What changed
RBI announced a special fixed rate term repo at 9% per annum for a notified amount of Rs 20,000 crore on October 14, 2008, to address mutual fund liquidity. Banks utilized only Rs 3,500 crore of this facility on the first day. Going forward, this repo will be conducted daily until further notice, with the residual amount notified each day. Allocations will be on a pro-rata basis if bids exceed the notified amount.
What it means for you
This provides banks with a dedicated, low-cost funding window at 9% to channel liquidity to mutual funds, easing redemption pressures. It supplements the regular LAF and SLAF operations, offering additional flexibility. Banks can use this to manage short-term liquidity mismatches without disrupting regular repo auctions. The daily auction ensures ongoing access, but the cumulative cap of Rs 20,000 crore limits total exposure.
What you must do
- Submit applications electronically via NDS between 2:30 PM and 3:15 PM on auction days.
- Monitor daily RBI press releases for cumulative utilization, notified amount, and tenor.
- Ensure settlement for special repo is done separately on a gross basis.
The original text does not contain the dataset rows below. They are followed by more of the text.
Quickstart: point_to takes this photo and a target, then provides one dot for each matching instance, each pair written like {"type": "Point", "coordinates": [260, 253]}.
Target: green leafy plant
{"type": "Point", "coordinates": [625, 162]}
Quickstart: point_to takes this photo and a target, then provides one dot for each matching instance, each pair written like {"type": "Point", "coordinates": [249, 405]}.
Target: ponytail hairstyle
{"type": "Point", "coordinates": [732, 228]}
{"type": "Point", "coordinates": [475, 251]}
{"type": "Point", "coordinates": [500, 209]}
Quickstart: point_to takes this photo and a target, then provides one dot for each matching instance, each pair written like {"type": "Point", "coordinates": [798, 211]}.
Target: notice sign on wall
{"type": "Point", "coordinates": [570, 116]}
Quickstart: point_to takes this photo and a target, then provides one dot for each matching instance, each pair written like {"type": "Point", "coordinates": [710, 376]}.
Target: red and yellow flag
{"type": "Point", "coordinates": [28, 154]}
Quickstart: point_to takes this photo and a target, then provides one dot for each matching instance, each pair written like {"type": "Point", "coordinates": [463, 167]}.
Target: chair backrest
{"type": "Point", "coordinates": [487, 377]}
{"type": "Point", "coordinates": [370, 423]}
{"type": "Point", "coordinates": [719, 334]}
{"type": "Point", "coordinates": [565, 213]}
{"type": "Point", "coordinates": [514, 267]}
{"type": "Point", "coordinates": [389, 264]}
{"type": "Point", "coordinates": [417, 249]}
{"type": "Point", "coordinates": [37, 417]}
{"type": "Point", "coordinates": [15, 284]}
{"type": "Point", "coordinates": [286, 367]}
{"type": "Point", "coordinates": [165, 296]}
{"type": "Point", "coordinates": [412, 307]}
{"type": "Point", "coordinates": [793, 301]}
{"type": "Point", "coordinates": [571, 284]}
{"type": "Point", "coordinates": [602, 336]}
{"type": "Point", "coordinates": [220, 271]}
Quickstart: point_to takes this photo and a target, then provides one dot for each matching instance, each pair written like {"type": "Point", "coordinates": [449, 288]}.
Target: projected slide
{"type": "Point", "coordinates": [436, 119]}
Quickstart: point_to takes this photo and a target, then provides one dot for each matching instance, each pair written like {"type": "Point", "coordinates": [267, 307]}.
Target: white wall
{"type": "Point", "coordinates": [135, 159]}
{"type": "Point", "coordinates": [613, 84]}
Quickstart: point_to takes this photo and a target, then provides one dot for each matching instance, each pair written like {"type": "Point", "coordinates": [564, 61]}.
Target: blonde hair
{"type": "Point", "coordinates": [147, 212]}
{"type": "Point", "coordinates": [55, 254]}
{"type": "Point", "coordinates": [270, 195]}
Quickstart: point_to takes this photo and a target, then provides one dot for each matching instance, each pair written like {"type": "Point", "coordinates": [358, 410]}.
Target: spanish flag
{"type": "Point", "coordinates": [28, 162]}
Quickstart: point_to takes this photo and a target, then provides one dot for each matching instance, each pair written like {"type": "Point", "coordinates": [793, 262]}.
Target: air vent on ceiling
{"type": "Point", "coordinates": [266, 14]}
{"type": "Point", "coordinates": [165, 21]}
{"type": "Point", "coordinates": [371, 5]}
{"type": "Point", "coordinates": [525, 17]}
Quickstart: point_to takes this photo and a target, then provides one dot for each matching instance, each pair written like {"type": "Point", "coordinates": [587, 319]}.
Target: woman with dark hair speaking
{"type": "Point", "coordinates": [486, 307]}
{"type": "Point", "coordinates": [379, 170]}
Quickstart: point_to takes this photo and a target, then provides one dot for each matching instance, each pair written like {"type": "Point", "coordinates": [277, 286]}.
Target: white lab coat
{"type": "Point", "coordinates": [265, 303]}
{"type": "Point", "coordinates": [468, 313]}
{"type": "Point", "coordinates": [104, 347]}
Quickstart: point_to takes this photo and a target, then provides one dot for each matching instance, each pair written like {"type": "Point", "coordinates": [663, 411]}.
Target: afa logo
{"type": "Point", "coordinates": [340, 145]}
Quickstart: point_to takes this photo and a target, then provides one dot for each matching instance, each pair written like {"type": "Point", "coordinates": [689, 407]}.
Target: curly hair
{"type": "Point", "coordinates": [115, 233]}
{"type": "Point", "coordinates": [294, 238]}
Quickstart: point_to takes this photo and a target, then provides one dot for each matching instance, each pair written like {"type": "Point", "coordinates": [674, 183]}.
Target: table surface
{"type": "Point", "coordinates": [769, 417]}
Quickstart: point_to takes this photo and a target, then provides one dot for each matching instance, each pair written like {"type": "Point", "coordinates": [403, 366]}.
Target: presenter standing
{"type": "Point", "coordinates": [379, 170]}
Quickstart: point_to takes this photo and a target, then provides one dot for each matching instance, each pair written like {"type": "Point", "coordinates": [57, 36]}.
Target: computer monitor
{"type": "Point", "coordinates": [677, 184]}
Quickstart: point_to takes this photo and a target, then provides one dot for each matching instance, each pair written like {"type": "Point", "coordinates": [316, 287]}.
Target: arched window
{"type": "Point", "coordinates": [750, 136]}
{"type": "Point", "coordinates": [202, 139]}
- Integrate this facility into your liquidity management strategy for mutual fund support.
Who it affects
All Scheduled Commercial Banks (excluding RRBs), Primary Dealers, Mutual Funds (indirectly through bank lending)
What is the interest rate for this special repo?
The special fixed rate repo is offered at 9% per annum against eligible securities.
How much can we borrow under this facility?
The cumulative amount is capped at Rs 20,000 crore. Daily notified amounts will be the residual balance, and allocations are pro-rata if bids exceed the notified amount.
Does this replace the regular LAF and SLAF auctions?
No, this special repo is in addition to the regular LAF and SLAF auctions, which will continue as usual.